Introductory digression: I feel as rustic as can be, pouring homebrew from the spout in the garage with only the aid of moonlight! This kiwi-wheat is incredible! I've never seen anything like it sold, but I'd recommend it to anyone for a light summer beer. It's not as tart as something like "Summer Shandy," but holds all the smoothness of your "Hoegaarden" (forgive me if that's a mispelling).
My previous blog (here, if you're interested) talks about working for the sake of working, rather than out of a need to work. I also admit, however, that I am completely guilty of this very thing. For instance, I put in my two weeks and yet am readily taken in by their counter offer.
Let me be clear: I didn't put my two-weeks in out of hard feelings. Something has come up that will cause my absence for the larger part of July and August, and its something important enough to me that I would quit my job for it. I can't just "take off" for a month and expect my job to be waiting for me when I get back. They assure me otherwise. Even my co-workers, those that I was most worried about upsetting, are asking if I will come back.
My other reason for quitting, I admit, is that it was somewhat bothersome to me that, despite training 6 employees in the past two years (4 of whom still work there) and being directly and solely responsible for recovering thousands of dollars in unbilled transactions, I was never given a title. As far as my resume is concerned, I have never been more than someone's assistant. I understand that with a title, comes more responsibility, etc. The problem is, I have been understaking all that responsibility for some time now, bearing the brunt of co-worker's grumblings (even their grumblings against me when I settled fights), and yet the position/pay of office manager has been left with someone who has been on maternity leave for about two years.

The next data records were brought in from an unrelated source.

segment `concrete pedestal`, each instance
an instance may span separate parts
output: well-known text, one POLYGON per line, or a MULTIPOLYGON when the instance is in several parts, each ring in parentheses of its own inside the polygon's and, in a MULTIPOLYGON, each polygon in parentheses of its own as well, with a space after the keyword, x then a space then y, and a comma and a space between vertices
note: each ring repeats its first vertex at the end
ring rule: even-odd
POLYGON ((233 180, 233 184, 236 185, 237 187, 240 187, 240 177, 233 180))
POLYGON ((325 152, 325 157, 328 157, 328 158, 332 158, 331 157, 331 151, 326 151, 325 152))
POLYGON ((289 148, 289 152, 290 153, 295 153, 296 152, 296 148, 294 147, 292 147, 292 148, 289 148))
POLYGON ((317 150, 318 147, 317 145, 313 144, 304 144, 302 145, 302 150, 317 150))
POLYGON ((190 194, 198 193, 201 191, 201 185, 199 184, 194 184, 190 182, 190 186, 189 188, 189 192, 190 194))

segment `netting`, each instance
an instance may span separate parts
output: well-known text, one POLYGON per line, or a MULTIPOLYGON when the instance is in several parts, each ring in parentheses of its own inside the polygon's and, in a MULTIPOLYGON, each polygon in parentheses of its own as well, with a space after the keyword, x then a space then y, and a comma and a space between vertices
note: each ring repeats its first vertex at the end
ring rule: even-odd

(side note: while my current employer is not aware that I have a blog, or even an email for that matter, I only write about this freely because I have already discussed these things with them)
So I quit; my last day is in about a week. Now they are saying, dude, just come back after a month. There's a spot for you, and its a manager's position with corresponding pay raise. Come in once, maybe twice a week, whenever you want--make up your own hours. We need you.
Yowza. Just dim the lights, pour the martini, and call me tempted. It's really nice to be needed.
* * *
On the dance front, I have just begun rehearsal for a Labor Day performance. This same group also performed last year in the same locale, a great big wading pool downtown. Said wading pool is completely off limits to anyone without appropriate insurance policy, so its not exactly relaxing--and hey, we're only in it after months of rehearsal (of "choreographed splashing"). While the dance venue itself is essentially the same from last year (with a few different dancers), the venue has changed to include an auction of "local celebrity art." Now, I'm the last one to knock this great place I'm from, in fact I'm usually the first and last to defend it amongst friends, but as far as "local celebrities" are concerned, I wasn't sure exactly what she meant, this gal in charge. Then she mentioned the first volunteer to call with a contribution to the auction---*ahem* the mayor's wife. So, I guess I'm rollin' with the big-hitters, now. It should be a semi-intersting turn of events--likely including an unpleasant few weeks whilst I balance rehearsals with the start of the school year. I did the same thing last year, though, and lived to tell about it. In an ideal world, my dance rehearsals are an escape from the hustle n bustle of more demanding, if not thankless, everyday life.